Casadevall and his colleagues at the University of Texas in Houston and Westerdijk Fungal Biodiversity Institute in Utrecht, Netherlands, suspected the world’s warming climate could be contributing.
They brainstormed for a common denominator to explain C. auris’s “mystifying” appearance in three very different regions of the world with distinct flora and geographic conditions: South Africa, South America and India.
“The big picture here, the concern here is that as the planet gets warmer, more of these [fungal] organisms that currently are not a threat may adapt to the higher temperatures,” Casadevall said. “It’s a looming problem.”
He put together the genetic evidence with the conjecture in what the American Society for Microbiology called an opinion/hypothesis paper titled “On the emergence of Candida auris: Climate change, azoles [an antifungal agent], swamps and birds.” It was published in this week’s issue of the society’s journal mBio.
CDC’s Chiller said several factors may be contributing to the emergence of C. auris, including:
- Expansion of industrial farming.
- Warmer temperatures.
- Changes to the fungus itself.
“We don’t know what role the environmental changes are playing in this emergence. However, we do know that fungi are very susceptible to changes in the environment and would want to understand better what effects changes have in this and other species,” Chiller said in an email in response to Casadevall’s paper.
Chiller’s team also speculated about the roles of health care, antifungal use and human activities in helping C. auris spread.
On the emergence of Candida auris: climate change, azoles, swamps and birds – Arturo Casadevall et al. – bioRxiv<a href=”https://t.co/rxEtB89VIz”>https://t.co/rxEtB89VIz</a> <a href=”https://t.co/3N0iXveur9″>pic.twitter.com/3N0iXveur9</a>
For infectious disease physicians, hospital outbreaks are a concern given the fungus’s other unique characteristics, such as tolerance of hypersaline conditions and the ability to lurk on dry surfaces like bed railings.
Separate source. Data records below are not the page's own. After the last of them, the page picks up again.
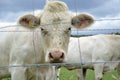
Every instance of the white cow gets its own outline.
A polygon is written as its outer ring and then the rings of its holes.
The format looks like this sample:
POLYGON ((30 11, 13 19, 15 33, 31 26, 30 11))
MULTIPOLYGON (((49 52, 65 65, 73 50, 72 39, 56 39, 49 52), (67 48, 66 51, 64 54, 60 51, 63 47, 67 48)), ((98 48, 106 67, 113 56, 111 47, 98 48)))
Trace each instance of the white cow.
MULTIPOLYGON (((38 16, 20 17, 16 32, 0 42, 0 66, 65 62, 71 28, 85 28, 93 22, 89 14, 73 16, 64 2, 49 2, 38 16)), ((49 69, 52 67, 2 68, 0 78, 11 75, 12 80, 53 80, 47 75, 49 69)))
MULTIPOLYGON (((95 35, 90 37, 70 38, 67 63, 120 61, 120 35, 95 35)), ((111 71, 118 63, 83 64, 83 75, 86 69, 94 69, 95 80, 102 80, 103 72, 111 71)), ((120 65, 119 65, 120 66, 120 65)), ((78 69, 78 77, 81 77, 81 66, 66 67, 78 69)), ((117 71, 120 75, 120 67, 117 71)))

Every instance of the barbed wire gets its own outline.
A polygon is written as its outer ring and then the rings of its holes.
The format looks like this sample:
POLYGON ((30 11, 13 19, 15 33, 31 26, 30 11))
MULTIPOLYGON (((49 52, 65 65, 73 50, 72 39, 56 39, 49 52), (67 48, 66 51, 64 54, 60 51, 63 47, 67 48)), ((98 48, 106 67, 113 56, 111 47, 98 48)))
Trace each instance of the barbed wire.
POLYGON ((120 63, 120 61, 82 61, 78 63, 44 63, 44 64, 14 64, 14 65, 0 65, 0 68, 9 68, 9 67, 48 67, 48 66, 80 66, 80 65, 89 65, 89 64, 109 64, 109 63, 120 63))

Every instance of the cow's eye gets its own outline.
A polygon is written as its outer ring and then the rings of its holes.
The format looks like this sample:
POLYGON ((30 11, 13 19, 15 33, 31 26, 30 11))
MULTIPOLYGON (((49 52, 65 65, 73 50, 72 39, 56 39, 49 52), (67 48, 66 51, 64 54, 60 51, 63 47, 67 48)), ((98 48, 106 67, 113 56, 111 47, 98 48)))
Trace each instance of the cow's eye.
POLYGON ((71 28, 68 28, 69 31, 71 31, 71 28))
POLYGON ((44 35, 46 35, 46 34, 48 33, 48 31, 45 30, 44 28, 41 28, 41 31, 42 31, 42 33, 43 33, 44 35))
Even after a C. auris infection is treated, patients might continue to carry it on places like their skin without it causing illness. They can still spread it to other patients if precautions aren’t taken.
That’s why public health and infectious disease experts say measures such as hand hygiene and wearing gloves, placing patients with C. auris in a single-patient room, and cleaning and disinfecting surfaces in hospital rooms as well as on mobile equipment such as temperature probes and nursing carts will control the spread.